I landed on this question by first asking it about "open source" rather than "source code", but the answers referred to "source code", which is a bit circular for this conversation. I'll share a truncated version of how Mistral Large replied:
> It is called the "source" because it is the origin or the primary input from which the executable form of the program is derived.
The primary input from which a language model is derived is the training data. That is the source. If the training data for a model is not open, then the model is not open source, because the source of the model is not open.
While I agree, that the term "Open Source model" is misleading, an "open weight model" is much more than closed source executable. It is quite easy to modify the model and it's possible to verify and test the model. It looks like "open weight models" are just a new paradigma in the world of CS.
It's a matter of opinion how much open model should be to be called 'open source'. Looks like some believe they have the right to define it for everybody else to use. Like for software. Have to disagree. Why don't we introduce a separate term: 'open source, training infrastructure and data included for free'?
"open weight model" is confusing, because actually the architecture is open too, only data is missing.
It's a different animal. In general you cannot reproduce the model even having all the training data. There are too many random factors and nobody keeps track of them. Just pushing the training data is done at random from the dataset. This results in some interesting facts. Having the model and the data it's impossible to say if the model was trained on that exactly data. All we can say is that some pieces of that data were used in training, in some cases. Model can be 'watermarked' in hard to detect, stable to quantization and finetuning way.
So, you cannot have a reproducible, 'open source' in its strict interpretation, model.
It seems like you can use "weights available" models to bootstrap "learning step available" models though?
I guess the problem is like, if these closed models have a folder 'McDonalds propaganda' with the dummy 'treat-as-facts' file, in the training set, which I as a user would like to not include?
Indeed, and once the 'McDonalds propaganda' folder has been laundered through the weights, there is no reliable way to scrub it, particularly without knowing what was in it - any generated data might contain a subtle echo of it.
Although training the actual model is not feasible for people without the funds and hardware, having those things would at least allow the model to be auditable. Otherwise, we really have no idea what these open weight models are doing. They could be biasing themselves in various ways that are invisible but damaging.
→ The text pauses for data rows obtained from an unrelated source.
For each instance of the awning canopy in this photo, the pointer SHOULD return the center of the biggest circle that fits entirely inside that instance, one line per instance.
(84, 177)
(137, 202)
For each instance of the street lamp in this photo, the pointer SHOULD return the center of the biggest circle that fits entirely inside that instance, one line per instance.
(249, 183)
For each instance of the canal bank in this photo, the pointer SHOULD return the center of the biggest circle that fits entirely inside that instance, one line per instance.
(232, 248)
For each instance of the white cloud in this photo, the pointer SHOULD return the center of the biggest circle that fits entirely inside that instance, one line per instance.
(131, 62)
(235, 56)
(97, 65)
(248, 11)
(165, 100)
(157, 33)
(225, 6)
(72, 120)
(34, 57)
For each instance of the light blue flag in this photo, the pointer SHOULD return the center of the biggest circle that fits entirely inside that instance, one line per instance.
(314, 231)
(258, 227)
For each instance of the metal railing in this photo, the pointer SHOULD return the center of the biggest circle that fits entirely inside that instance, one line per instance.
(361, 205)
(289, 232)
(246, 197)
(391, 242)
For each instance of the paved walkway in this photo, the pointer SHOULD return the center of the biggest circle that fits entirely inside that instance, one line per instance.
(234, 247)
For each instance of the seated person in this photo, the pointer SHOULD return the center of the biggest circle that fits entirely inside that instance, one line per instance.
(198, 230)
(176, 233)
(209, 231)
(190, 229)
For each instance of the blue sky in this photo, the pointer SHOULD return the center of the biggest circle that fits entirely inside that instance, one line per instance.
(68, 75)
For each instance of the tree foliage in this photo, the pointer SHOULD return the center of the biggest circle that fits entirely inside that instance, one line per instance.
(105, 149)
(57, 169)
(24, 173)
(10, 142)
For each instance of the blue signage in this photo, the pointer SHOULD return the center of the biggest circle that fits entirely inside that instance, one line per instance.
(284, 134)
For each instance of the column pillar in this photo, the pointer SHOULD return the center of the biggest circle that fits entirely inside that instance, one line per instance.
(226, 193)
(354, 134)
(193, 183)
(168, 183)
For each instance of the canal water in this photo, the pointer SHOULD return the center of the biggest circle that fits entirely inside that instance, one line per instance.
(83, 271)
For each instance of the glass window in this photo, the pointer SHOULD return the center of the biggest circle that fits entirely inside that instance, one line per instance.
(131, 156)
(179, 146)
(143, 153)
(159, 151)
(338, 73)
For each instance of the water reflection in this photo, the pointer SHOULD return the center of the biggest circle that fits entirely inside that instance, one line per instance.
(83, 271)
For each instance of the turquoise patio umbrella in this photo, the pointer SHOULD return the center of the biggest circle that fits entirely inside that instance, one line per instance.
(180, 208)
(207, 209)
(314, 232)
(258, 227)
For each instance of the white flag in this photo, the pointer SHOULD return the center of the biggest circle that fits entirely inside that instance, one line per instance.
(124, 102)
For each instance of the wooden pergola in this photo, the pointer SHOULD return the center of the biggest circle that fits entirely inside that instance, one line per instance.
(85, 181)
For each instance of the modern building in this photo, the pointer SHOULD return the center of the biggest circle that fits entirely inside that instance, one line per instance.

Another thing to watch out for is licensing. Only a few models use an actual open source license from OSI (like Apache). Many are using proprietary licenses that reference external terms that can change over time, or limit how you use their model. These restrictions are definitely not in the spirit of open source.
In other words, much of this is “openwashing”, which is a new trend like “greenwashing”.
Anyways, I think it’s great that these models are able to challenge the really big proprietary models like ones from OpenAI or Anthropic. This shows the models are not that interesting or unique, and that the differentiation will come from who has access to training data. That is why Microsoft is scrambling to violate users’ privacy with Copilot agents autolaunched at startup (https://www.pcmag.com/news/microsoft-tests-having-copilot-la...) and why Apple does not let you disable Siri training easily but only one by one for individual apps (https://www.imore.com/how-stop-siri-learning-how-you-use-app...). And that’s also why OpenAI and others seem to be pushing for regulations that restrict AI using excuses like “safety” or “ethics”, when it is really about regulatory capture.